Albie Booth ’32, Larry Kelley ’37 and Clint Frank ’38 are among 100 names listed in an online poll sponsored by the Dell Computer Corporation and CBS Sportsline for a Nov. 29 television show: “Dell Presents College Football’s Ten Greatest Players.”
With three gridiron legends, Yale is the most heavily represented in the Ivy League. Princeton and Penn each have one graduate on the list: Dick Kazmaier and Chuck Bednarik, respectively. None of the other Ancient Eight are represented.
More recent collegiate greats like Peyton Manning, O.J. Simpson, Bo Jackson and John Elway also made the top 100.
As is generally the case with such over-arching polls, comparisons between players of different eras become tough to draw.

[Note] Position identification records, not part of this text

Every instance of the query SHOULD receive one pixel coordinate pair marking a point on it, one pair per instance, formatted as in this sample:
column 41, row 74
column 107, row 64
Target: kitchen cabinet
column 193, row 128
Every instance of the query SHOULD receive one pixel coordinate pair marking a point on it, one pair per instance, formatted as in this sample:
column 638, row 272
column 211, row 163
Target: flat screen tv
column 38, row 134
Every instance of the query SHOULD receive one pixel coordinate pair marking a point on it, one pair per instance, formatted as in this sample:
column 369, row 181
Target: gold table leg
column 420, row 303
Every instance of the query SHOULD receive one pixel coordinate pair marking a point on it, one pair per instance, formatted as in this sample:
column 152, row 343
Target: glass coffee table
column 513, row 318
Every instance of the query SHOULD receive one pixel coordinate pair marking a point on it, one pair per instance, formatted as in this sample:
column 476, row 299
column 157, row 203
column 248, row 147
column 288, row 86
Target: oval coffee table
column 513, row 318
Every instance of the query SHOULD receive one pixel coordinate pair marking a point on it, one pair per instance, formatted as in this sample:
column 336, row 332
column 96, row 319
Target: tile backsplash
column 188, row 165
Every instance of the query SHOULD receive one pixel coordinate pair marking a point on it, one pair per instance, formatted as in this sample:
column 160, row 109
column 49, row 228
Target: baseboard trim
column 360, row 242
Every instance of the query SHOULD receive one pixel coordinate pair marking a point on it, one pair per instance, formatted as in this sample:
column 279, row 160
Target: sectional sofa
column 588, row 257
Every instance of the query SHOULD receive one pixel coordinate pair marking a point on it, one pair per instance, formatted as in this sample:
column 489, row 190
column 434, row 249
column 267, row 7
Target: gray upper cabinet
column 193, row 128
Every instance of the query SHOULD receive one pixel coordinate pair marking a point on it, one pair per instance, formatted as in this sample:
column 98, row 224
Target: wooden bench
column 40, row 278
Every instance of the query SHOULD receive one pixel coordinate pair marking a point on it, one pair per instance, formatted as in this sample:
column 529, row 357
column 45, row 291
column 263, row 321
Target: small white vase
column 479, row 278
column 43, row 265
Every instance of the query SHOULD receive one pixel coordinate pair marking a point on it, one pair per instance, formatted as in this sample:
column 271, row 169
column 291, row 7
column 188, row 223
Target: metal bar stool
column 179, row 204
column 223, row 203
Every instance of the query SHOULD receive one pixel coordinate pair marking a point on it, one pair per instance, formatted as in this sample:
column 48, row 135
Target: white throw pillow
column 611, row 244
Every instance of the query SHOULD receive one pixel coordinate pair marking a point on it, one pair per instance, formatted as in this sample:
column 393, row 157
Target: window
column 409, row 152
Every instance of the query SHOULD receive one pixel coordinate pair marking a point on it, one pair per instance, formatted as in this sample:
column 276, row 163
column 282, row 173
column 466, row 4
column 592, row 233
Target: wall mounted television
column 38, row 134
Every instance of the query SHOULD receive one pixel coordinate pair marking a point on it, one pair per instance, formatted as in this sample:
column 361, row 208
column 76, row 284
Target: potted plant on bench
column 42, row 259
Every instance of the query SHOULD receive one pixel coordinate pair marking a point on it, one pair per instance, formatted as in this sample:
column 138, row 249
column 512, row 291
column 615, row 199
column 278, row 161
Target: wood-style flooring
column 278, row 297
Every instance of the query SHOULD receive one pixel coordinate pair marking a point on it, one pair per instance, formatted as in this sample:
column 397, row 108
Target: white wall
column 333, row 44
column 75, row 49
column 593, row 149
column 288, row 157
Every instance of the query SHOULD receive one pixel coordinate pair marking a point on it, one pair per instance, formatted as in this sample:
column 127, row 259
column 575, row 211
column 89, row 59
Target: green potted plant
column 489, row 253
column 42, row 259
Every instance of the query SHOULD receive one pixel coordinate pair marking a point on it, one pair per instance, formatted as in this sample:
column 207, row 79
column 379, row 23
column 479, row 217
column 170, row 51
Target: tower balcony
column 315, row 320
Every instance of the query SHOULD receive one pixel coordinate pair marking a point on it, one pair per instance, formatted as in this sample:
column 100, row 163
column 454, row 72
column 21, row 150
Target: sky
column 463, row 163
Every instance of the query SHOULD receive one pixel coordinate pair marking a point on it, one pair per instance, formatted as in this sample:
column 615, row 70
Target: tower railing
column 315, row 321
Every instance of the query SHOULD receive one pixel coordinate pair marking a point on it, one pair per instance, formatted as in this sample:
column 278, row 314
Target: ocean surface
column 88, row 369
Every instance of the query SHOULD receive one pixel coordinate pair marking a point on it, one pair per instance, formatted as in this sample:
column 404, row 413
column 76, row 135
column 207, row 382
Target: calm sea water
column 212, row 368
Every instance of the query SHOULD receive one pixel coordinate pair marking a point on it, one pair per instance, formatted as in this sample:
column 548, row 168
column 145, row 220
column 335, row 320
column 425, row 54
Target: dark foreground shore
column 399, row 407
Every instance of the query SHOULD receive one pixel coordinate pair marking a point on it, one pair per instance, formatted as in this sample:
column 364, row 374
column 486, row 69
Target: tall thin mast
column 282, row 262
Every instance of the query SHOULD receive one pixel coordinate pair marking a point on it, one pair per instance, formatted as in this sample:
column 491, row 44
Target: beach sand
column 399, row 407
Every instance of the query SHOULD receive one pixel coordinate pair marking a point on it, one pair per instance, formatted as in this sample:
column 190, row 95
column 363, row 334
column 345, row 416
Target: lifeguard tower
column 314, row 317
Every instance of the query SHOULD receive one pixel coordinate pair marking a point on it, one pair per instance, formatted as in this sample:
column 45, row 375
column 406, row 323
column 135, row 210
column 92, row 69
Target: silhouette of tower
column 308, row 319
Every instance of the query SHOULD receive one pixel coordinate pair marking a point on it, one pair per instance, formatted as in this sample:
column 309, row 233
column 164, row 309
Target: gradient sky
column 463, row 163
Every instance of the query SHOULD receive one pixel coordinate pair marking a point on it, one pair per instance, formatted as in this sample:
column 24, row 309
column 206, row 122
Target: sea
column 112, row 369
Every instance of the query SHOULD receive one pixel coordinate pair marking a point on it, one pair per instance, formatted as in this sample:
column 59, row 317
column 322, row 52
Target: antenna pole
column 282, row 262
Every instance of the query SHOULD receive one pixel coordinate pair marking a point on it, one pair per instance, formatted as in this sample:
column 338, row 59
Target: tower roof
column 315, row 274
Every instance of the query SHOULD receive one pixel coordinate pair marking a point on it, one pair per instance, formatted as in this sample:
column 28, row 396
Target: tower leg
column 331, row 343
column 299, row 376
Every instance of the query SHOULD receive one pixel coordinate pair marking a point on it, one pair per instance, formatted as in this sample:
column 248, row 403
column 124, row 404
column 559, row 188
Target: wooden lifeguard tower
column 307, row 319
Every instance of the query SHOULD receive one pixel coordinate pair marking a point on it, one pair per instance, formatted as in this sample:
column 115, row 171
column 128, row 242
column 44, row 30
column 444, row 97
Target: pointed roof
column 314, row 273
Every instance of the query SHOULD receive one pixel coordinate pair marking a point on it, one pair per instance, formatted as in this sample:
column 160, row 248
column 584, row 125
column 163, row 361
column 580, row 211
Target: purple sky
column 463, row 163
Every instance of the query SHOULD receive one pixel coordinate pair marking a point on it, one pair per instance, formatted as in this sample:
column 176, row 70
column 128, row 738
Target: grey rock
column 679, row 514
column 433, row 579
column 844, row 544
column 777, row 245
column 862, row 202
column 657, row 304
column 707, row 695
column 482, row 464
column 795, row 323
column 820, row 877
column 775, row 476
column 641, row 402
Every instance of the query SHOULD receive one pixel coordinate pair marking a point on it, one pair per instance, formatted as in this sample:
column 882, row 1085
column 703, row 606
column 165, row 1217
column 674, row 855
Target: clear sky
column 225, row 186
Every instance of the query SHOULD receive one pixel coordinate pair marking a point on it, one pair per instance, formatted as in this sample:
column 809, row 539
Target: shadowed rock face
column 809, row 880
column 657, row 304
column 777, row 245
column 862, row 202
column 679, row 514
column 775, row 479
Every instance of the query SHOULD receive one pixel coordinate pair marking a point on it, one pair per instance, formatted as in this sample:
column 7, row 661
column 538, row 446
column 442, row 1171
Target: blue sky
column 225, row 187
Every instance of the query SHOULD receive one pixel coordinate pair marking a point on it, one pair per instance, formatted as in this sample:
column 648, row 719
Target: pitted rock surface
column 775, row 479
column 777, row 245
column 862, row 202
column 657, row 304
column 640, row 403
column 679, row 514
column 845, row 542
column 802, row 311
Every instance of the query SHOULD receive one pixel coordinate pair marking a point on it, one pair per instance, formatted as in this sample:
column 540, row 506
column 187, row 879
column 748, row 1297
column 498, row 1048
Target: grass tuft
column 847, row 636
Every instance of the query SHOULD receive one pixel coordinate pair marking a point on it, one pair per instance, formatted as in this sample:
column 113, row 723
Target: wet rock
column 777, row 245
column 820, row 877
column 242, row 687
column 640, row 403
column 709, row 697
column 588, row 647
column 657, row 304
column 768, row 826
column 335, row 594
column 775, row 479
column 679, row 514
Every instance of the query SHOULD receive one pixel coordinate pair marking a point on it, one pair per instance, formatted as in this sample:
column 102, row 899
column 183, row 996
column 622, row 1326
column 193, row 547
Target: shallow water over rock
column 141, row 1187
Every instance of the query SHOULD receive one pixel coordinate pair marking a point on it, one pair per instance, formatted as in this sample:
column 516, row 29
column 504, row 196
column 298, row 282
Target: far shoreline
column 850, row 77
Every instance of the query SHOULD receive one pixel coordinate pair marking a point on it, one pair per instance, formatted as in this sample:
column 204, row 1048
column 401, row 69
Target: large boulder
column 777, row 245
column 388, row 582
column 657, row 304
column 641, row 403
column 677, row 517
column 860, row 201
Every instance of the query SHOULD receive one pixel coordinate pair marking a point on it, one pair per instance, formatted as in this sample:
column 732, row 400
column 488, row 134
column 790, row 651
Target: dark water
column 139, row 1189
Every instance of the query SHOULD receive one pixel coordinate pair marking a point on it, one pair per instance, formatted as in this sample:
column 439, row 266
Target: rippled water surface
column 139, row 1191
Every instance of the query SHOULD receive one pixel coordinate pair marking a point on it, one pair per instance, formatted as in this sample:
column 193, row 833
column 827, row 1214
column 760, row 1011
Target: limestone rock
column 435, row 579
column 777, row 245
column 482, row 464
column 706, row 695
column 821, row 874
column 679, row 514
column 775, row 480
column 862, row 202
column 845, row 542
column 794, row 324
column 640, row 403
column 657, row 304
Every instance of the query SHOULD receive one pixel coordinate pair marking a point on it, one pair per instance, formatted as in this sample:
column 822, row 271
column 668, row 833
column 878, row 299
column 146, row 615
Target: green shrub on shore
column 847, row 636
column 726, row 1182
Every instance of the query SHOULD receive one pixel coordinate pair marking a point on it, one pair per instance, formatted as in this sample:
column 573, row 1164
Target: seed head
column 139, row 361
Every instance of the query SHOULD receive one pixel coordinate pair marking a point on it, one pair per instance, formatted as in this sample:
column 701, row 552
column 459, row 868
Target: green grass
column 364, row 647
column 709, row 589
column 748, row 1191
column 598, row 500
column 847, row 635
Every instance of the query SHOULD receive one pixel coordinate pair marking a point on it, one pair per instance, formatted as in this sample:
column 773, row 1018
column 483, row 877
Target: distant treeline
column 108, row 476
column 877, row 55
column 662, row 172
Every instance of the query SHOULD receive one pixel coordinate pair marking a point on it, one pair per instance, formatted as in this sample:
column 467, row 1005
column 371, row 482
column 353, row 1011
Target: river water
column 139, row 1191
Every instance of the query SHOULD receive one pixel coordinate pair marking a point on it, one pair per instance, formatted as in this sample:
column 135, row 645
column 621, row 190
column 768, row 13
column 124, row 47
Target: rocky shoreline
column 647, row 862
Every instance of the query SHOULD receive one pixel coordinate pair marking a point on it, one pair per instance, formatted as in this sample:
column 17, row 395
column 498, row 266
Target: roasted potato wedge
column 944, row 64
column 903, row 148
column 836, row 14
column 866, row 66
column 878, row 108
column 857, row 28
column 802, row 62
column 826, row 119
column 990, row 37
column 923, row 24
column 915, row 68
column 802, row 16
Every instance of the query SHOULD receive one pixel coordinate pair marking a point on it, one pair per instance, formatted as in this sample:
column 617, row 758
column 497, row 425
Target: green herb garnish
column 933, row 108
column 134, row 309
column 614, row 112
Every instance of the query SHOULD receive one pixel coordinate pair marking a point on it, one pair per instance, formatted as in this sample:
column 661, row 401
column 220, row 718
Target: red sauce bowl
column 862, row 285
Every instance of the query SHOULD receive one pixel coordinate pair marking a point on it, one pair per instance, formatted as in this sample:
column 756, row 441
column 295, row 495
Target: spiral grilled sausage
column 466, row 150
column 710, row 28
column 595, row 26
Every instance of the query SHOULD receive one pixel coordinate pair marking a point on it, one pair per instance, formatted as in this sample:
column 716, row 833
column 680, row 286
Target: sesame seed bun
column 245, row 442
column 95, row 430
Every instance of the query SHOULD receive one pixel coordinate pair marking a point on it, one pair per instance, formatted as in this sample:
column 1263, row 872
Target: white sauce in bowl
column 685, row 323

“Ranking all three [of the Yalies] against more recent players is difficult, because the game was so different in the 1930s than it is today, or even was 40 years ago,” said Dan Fleschner ’01, a sports researcher for NBC. “Would Albie Booth be playing for Miami if he were a college athlete today? Probably not. But was he great for his era? Certainly.”
Though it is unlikely that any of the three Bulldogs will crack the top ten, their recognition is a good opportunity to shed light on their accomplishments.
Booth, a New Haven native and captain of football and basketball at Yale, was well-known for his short stature.
In his sophomore year at Yale, Booth measured 5 feet 7 inches tall and 144 pounds. On the current Eli roster, not one player is listed below 165 pounds.
The newspapers loved Booth, lavishing heaps of nicknames on him, such as Little Albie, Mighty Might, Number 48, Mighty Atom and Little Boy Blue. Booth, a running back, was a prolific offensive presence and a crowd favorite.
In his book “The Yale Football Story,” Tim Cohane writes, “When like some diminutive Ivanhoe, [Booth] rode down the lists and rattled his lance against the shields of the mighty in the tournament, then the thrill for the spectator was increased manifold.”
During his rookie season in 1926, Booth scored both touchdowns and kicked both extra points in a 14-6 win over Brown. In his next game, Booth once again accounted for all Eli offense in a 21-13 win over Army.
His performance prompted Cadets’ coach Ralph Sasse to tell his team during a pep talk before the rematch in the 1927 season, “I’m not telling you to go out and maim Booth! But you put him on a pedestal last year! Now go out there and knock him off it!”
In the second to last game of his collegiate career in 1931, Booth won the contest for Yale with a fourth quarter field goal to beat Harvard 3-0.
Like Booth, Kelley was a clutch performer. He played “end” for the Bulldogs, a position equivalent to today’s tight end.
“If you compared his stats to players of today, he would not be anywhere near the best tight ends of today,” Fleschner said. “But he was somewhat of a revolutionary player, because in that era, teams did very little passing; the running game dominated, and there was comparatively less offensive sophistication than there is today.”
Kelley is the only man in Harvard-Yale-Princeton history to score a touchdown in each of his six Big Three games, but he needed just one performance to cement his place in Eli lore forever.
In 1934, his rookie year, Kelley caught a long touchdown pass in a 7-0 win over Princeton. Kelley’s play helped break a 15-game winning streak for the Tigers and made him a legend.
“Based on that play, Kelley was written about in heroic terms and given about 30 different nicknames,” Flechsner said. “[Kelley] was also attributed a series of quips that helped the writers turn him into a legendary figure.”
After scoring Yale’s second touchdown in a 14-0 victory over Harvard in 1934, Kelley immediately went over to an official with hand extended.
“I thought you might like to shake hands with me,” Kelley said, according to legend. “Everybody else does.”
Kelley was the first modern Yale player to be named first team All-American and won the Heisman Trophy in 1936.
Kelley’s contemporary, Clint Frank also earned both honors in 1937. Because Kelley and Frank were teammates and exceptional playmakers, the two were often compared.
“Most qualified judges consider [Frank] an even greater player [than Kelley], probably the best back in Yale history and one of the tops of all time anyplace,” Cohane writes in his book.
Frank played halfback for the Elis after overcoming a devastating injury. As a high school senior, Frank was tackled hard from behind, severing a tendon in his right shoulder. During his three seasons with the Bulldogs, Frank played with a special shoulder pad contrived by Frank Wandle, the Yale sports trainer.
Frank was elected captain in 1937. After he led the Bulldogs to a 27-7 rout over Pennsylvania that year, Leo Riordan of the Philadelphia Inquirer wrote, “It would have been a good game, if Frank had gone fishing.”
In the last game of Frank’s collegiate career, the Bulldogs lost to Harvard 13-6, but Frank won over the crowd and officials with his grit.
“In the middle of the game on Saturday, [Frank’s] knee was badly swollen and he was barely able to move,” said Tom Thorp, who umpired the game. “He stuck it out when two iron men would have called it a day.”
But it was the 1930s, and a different era of Yale football.